November 12, 2011

I do say, SHUT UP


I'm a Graphic Designer. I don't currently work as one, however. Yes, yes I know. I'm workin' on it. That's a story for another day.

Shall we then?

Let me paint you a nice little picture. I graduated with an Associate's in Graphic Design  9 years ago. Sadly, I also lived in a town where the extent of graphic design demand doesn't really go much further than money mailers and visually repulsive billboards for clients that don't know their ass from their elbow.  The primary issue I ran into in freelance work in the armpit of the black hole that destroyed the lemming's universe, was the clients inability to let the creative reigns go even an inch. If you're the creative type, you know how this request to squelch your talents and creativity COMPLETELY, makes you want to stab them in the eyeball with a rusty nail and tell them to shove it in places even porn stars don't dare. And that's sayin' somethin'.

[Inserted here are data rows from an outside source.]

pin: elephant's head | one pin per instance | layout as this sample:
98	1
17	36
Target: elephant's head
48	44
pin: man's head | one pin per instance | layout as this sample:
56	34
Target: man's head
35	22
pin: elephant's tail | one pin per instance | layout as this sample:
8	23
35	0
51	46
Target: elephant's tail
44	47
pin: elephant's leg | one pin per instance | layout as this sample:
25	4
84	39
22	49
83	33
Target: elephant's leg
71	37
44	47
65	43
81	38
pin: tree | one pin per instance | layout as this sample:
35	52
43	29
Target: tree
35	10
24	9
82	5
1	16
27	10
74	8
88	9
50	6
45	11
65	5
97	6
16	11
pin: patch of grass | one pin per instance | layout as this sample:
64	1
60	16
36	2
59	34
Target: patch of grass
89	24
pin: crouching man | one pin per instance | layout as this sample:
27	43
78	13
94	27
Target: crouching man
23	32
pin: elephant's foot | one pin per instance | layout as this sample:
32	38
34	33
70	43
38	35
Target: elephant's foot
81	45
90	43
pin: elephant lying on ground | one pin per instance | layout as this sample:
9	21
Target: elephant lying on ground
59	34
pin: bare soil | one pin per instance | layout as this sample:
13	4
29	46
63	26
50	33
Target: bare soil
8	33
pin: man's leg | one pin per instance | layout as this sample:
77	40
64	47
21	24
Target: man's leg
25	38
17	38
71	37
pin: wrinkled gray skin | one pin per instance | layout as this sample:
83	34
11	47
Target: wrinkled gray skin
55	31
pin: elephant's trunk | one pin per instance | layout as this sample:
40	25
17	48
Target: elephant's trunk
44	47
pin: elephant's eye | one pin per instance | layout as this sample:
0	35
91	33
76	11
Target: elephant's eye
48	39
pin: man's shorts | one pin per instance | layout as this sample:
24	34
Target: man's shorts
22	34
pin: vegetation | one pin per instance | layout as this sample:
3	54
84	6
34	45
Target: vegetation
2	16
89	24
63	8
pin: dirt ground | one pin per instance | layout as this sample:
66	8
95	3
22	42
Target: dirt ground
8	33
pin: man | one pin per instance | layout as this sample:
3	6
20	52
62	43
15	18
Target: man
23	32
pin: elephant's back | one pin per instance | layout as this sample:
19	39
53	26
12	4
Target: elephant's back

As a result, you wind up with a piece you won't look at let alone claim as your own or parade around as an example of the work you could produce working in design, as it looks like shit and winds up in the recycle bin on your computer almost as fast as you got fired for telling the client which dark places to shove the billboard. Why thank you, douche-tastic-ass clown, that's a fancy portfolio piece that will never see the light of day. It's been a pleasure. Now fuck off and go peddle your obnoxious need for VP status to someone equally as pompous and have yourself a pissing contest, kthxbye. No one cares that you have a chicken AND dairy farm making this fortune you're squandering on your ego. Well, except you of course. There's a whole world out there that would chew you up and spit you out where you stand my friend.

I didn't bust my ass in school to get to this point so you could insult me in my own element. I don't prance onto your chicken farm and tell you the color of the chickens shit is incorrect in accordance with poultry harvesting, don't march up in here telling me mustard yellow and vomit green are the new black and should be used as such. Open up your little Paint on your PC you most likely don't know how to operate, and have at it. Stop wasting my time. If you want someone to photocopy your bullshit, sharpied design on a napkin and print it up real nice for ya on a billboard, go to Kinko's. Only they were obsolete as well so they no longer exist. And please, for your own sake, shut your crapflap long enough to listen to some ideas I have instead of telling me I have no idea what I'm talking about. You smell like Hereford, TX and it would be greatly appreciated if you showered. Good day to you.

Now that's not to say I mean I don't want to hear your ideas or what you're expecting out of said design. It's your money, by all means waste it. I'm only speaking of the types who walk in like they own the joint and tell you they're the most brilliant human being on the planet in all aspects. It's about the equivalent of hiring an attorney to sit and let you do the talking at trial. You know who you are. Walk away please before this gets colorful in a verbal sense.

Granted, it doesn't help that I lived in a town where the most important things in life are how big your truck is and how loud your new stereo system will blare the equally obnoxious shit-kicker tunes at a decibel causing mass brain hemorrhage and impotence. And if you're not one of those types, I suggest you pick up a bible and start bludgeoning yourself in the face with it for looking at a chocolate chip cookie with such lust you've now shamed your entire family. If you don't, that's okay, someone else will and then tell you their attempt to drive out the chocolate chip cookie demons failed and you're going to hell anyway, whilst picking up said cookie and eating it in front of you.

Not everyone there is such, but it is a vast majority. The rest of us found shelter outside city limits or got the hell out at the first opportunity. If they saw me now with my tattoos and tiny piercings they'd banish my soul to eternal damnation just for crossing the city limit sign and entering their religious fanatic war without a stake through my blasphemous heart. I’m not saying I have issues with religion, or God, or whatever it is you pray to, but I have my limits in the way of extremist type teachings. And I damn sure have an issue with being beaten over the head with it because I don't like your mom's cooking or your opinion.

I am by no means saying I am the greatest designer that ever walked this spectacular planet of ours. The difference is I don't tout around that I DO know everything design and am the all seeing all knowing of the subject. Now that I've moved to a much more design conducive city, I can get on with it then, yes? Swell.